For the first time since Paramedic Services of Illinois (PSI) was hired to provide paramedic services for North Riverside in 1985, the village will seek competitive bids for the service.

While this won’t necessarily mean the village will have a new paramedic service provider in the future, the process could result in lower paramedic fees to the village, which paid roughly $517,000 to PSI in fiscal year 2018-19.

“I believe this is something the residents are interested in doing,” said Mayor Hubert Hermanek Jr. “There are not any problems with PSI and I think their prices have been reasonable, but this will put everything in the open as far as seeing if their prices are in line.”

Since 2014, North Riverside has seen its rate for paramedic services jump by about 14 percent.

By contrast, the village of Riverside, which also uses PSI as its paramedic contractor, has budgeted paying the company $455,120 in 2019. Despite the fact that Riverside has a larger population and a more difficult street system to navigate, that rate has risen by just 1 percent since 2014.

Until about a year and a half ago, Riverside used a company called Public Safety Services Inc. (PSSI) for paramedic services. PSI acquired PSSI in April 2018 and assumed its contract with Riverside.

In April 2018, Riverside extended its contract with PSI through 2023, with the company imposing 2-percent increases in each of the last three years of the five-year deal.

In the final year of the contract, Riverside will be paying $482,875 for the same number of PSI paramedics as North Riverside.

While Hermanek indicated officials moved to seek bids because of resident interest in doing so, he likely also felt political pressure to seek bids at this time. A pair of independent trustees elected in April, Marybelle Mandel and H. Bob Demopoulos, made seeking competitive bids on large vendor contracts like paramedic services a main campaign theme.

“Good government and prudent financial management dictate that all service contracts be competitively bid out,” said Mandel in an email.

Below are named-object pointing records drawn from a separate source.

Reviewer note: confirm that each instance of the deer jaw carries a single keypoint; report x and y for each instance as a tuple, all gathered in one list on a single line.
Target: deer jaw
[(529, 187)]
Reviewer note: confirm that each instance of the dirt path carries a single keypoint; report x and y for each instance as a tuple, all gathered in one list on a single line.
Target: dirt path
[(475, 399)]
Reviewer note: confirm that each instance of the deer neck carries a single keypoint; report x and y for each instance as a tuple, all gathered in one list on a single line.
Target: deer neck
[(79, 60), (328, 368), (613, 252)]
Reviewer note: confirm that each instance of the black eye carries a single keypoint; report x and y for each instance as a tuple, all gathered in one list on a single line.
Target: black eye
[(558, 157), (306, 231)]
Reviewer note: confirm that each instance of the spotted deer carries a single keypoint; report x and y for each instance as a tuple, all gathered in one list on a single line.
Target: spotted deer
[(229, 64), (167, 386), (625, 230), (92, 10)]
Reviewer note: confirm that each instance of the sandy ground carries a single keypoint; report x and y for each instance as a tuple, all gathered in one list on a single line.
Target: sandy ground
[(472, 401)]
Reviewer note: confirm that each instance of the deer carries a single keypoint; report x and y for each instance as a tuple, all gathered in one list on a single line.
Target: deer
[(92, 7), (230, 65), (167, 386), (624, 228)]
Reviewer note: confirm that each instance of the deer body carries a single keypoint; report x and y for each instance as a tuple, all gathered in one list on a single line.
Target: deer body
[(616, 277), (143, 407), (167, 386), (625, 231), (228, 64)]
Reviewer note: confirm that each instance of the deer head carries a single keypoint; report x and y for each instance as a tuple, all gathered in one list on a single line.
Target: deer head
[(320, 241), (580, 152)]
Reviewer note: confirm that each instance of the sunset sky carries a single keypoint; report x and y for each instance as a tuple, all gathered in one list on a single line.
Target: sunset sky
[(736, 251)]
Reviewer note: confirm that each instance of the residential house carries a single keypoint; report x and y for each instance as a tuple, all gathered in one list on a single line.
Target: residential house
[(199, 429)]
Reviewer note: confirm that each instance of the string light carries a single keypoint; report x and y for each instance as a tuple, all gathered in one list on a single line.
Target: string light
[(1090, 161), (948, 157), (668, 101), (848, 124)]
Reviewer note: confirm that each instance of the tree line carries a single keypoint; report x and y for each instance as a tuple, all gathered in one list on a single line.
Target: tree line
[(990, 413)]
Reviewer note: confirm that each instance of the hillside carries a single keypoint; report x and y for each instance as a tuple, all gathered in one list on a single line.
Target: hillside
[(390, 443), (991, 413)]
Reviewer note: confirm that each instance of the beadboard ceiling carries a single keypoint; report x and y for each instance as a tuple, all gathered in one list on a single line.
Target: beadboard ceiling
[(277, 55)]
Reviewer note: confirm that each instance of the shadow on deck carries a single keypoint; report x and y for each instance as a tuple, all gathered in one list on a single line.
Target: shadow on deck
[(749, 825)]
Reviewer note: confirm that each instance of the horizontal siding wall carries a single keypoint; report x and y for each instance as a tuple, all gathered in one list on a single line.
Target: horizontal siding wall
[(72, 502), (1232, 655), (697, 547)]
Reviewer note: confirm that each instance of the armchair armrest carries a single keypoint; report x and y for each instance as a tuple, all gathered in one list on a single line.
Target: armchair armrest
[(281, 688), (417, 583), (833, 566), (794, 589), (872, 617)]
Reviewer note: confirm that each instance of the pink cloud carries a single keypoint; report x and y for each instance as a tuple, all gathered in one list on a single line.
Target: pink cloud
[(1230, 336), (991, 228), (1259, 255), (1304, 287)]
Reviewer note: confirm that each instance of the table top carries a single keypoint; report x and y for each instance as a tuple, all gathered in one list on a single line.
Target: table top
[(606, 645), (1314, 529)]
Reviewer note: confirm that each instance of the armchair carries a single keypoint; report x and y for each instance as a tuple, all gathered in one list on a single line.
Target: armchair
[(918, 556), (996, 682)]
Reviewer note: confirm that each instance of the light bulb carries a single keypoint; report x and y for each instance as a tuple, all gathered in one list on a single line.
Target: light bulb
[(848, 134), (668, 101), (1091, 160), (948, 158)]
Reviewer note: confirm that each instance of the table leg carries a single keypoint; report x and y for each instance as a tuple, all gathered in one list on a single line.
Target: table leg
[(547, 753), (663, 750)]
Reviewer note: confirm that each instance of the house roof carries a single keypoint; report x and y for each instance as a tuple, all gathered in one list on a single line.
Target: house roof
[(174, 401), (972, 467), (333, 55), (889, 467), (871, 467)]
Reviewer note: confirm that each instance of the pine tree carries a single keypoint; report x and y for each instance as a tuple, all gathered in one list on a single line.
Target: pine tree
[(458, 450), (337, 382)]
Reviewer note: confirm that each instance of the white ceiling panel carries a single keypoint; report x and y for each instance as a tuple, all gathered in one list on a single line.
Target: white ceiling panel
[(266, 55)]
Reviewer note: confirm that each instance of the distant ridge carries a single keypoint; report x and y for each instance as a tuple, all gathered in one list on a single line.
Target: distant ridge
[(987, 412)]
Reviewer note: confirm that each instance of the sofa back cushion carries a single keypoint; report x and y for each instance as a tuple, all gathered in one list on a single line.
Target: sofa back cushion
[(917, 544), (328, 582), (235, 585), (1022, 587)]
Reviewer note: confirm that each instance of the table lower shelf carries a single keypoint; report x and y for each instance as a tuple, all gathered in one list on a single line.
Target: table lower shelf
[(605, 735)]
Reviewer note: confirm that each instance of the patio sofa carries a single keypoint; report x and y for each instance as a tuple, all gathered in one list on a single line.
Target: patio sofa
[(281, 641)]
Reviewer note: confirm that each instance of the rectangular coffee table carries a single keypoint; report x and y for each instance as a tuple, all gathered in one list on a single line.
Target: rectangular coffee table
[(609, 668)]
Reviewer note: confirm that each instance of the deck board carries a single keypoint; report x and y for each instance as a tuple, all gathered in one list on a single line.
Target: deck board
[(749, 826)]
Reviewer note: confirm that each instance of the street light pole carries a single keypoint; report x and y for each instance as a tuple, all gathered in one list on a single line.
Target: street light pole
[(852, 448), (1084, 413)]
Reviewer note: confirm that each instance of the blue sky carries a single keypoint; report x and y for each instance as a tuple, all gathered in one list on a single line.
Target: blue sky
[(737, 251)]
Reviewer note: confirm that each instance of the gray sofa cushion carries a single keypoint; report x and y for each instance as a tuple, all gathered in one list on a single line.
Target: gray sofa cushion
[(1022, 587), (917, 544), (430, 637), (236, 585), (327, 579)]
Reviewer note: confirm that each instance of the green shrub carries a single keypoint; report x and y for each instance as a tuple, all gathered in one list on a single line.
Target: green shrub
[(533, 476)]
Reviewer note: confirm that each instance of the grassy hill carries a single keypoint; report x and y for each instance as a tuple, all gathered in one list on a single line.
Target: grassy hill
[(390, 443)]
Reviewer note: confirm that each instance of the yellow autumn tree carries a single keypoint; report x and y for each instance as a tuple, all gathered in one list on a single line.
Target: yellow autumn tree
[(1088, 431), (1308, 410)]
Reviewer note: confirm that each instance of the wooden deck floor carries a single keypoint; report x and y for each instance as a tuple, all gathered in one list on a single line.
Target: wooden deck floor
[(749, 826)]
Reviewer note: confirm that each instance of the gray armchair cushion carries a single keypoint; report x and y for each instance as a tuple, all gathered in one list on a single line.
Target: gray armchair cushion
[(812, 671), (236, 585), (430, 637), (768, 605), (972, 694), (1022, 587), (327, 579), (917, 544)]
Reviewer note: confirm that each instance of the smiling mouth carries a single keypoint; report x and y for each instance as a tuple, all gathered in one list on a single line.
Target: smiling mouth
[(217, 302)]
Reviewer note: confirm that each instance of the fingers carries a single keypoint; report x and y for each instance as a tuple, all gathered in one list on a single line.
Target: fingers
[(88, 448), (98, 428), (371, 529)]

Mandel and Demopoulos were the No. 1 and 2 vote-getters, respectively, in the April election, and they both believe their performance in the election had a direct impact on the village’s decision to seek bids for paramedic services.

“The independent candidates for trustee were vehement about bidding this contract that had a history of being awarded without any competition,” said Demopoulos in an email. “There is no question that certain political measures were taken to appease the residents due to the independents dominating in this last election.”

Hermanek said the decision to seek bids was also informed by what he termed “misinformation” circulated during the campaign that bringing paramedic services in house would be cheaper than getting those services through an outside contractor.

“I was convinced the only way to put it to bed was to competitively bid it,” Hermanek said. “Transparency-wise, it’s not a bad idea.”

Hermanek also pointed out that even if another company’s bid comes in lower than PSI’s that may not be enough to make a change.

“This isn’t a case where you just sign a contract with the lowest rate,” Hermanek said. “This is a public safety issue. Cheaper isn’t necessarily better.”

The current contract with PSI ends July 31, but the company has agreed to continue providing services during the bid process. Sealed bids are due back to the village by 10 a.m. on Aug. 16 and will be opened immediately afterward.